Richland County had two active COVID-19 cases as vaccinations slowly and steadily rise in Richland County, reported Health Services Director Kayla Carlson at the June 1 Richland County Commission meeting.
“I’m happy to report that we are down to two cases, which is quite a big downturn from the couple of months that I’ve been recording,” Carlson said.
At the last Richland County Commission meeting on May 19, there were seven active COVID-19 cases.
Approximately 56.4 percent of Richland County residents 18 and older had received one dose of the Moderna or Pfizer COVID-19 vaccine. Approximately 53.5 percent of Richland County residents 18 and older have received two doses of the Moderna or Pfizer vaccine or one dose of the Johnson and & Johnson vaccine.
As of Monday, June 7, there are three active cases in Richland County.

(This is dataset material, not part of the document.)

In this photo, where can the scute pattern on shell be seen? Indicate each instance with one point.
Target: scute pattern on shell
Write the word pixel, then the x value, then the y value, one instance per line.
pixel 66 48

At the May 19 Richland County Commission meeting, approximately 55 percent of residents had received one dose and 51 percent of residents had up to date coverage.
The health department has also started vaccinating county students 12 and older.
“We have a lot of parents that are eager to get their kiddos vaccinated and return to normal school events and sporting events as they come up this summer,” Carlson said.
Since the last commission meeting, the health department vaccinated 16 students in Colfax, 22 students in Wyndmere and five in Lidgerwood.
6 months and older.
The Richland County Health Department will be hosting pop-up clinics outside the Richland-Wilkin Food Pantry last week following the success of the pop-up clinic at Downtown Alive.
Carlson said the convenience factor of pop-up clinics and the convenience of the one-and-done Johnson & Johnson vaccine has helped drive up vaccination rates.
The Richland County Health Department also partnered with the North Dakota Department of Health to host a free vaccine clinic at the Wahpeton Walmart from 1-6 p.m. Thursday, June 3.
Extension agent hiring
The commission approved hiring for the NDSU Extension agriculture and natural resources (ANR) position.
NDSU Extension East District Director Lesley Lubenow requested the commission allow the Extension to begin looking for a candidate, as the position has remained open for some time.
Lubenow said the Extension has been under a hiring chill, not hiring unless the position is essential.
The ANR agent’s salary is split between evenly between the county and NDSU, Lubenow said. The county also pays for the operating expenses.
“I’m confident that they’re going to find a qualified candidate. There’s people out there that are interested. I think we need to pursue this,” said Rollie Ehlert, Richland County commissioner.
The next Richland County Commission meeting is Tuesday, June 15.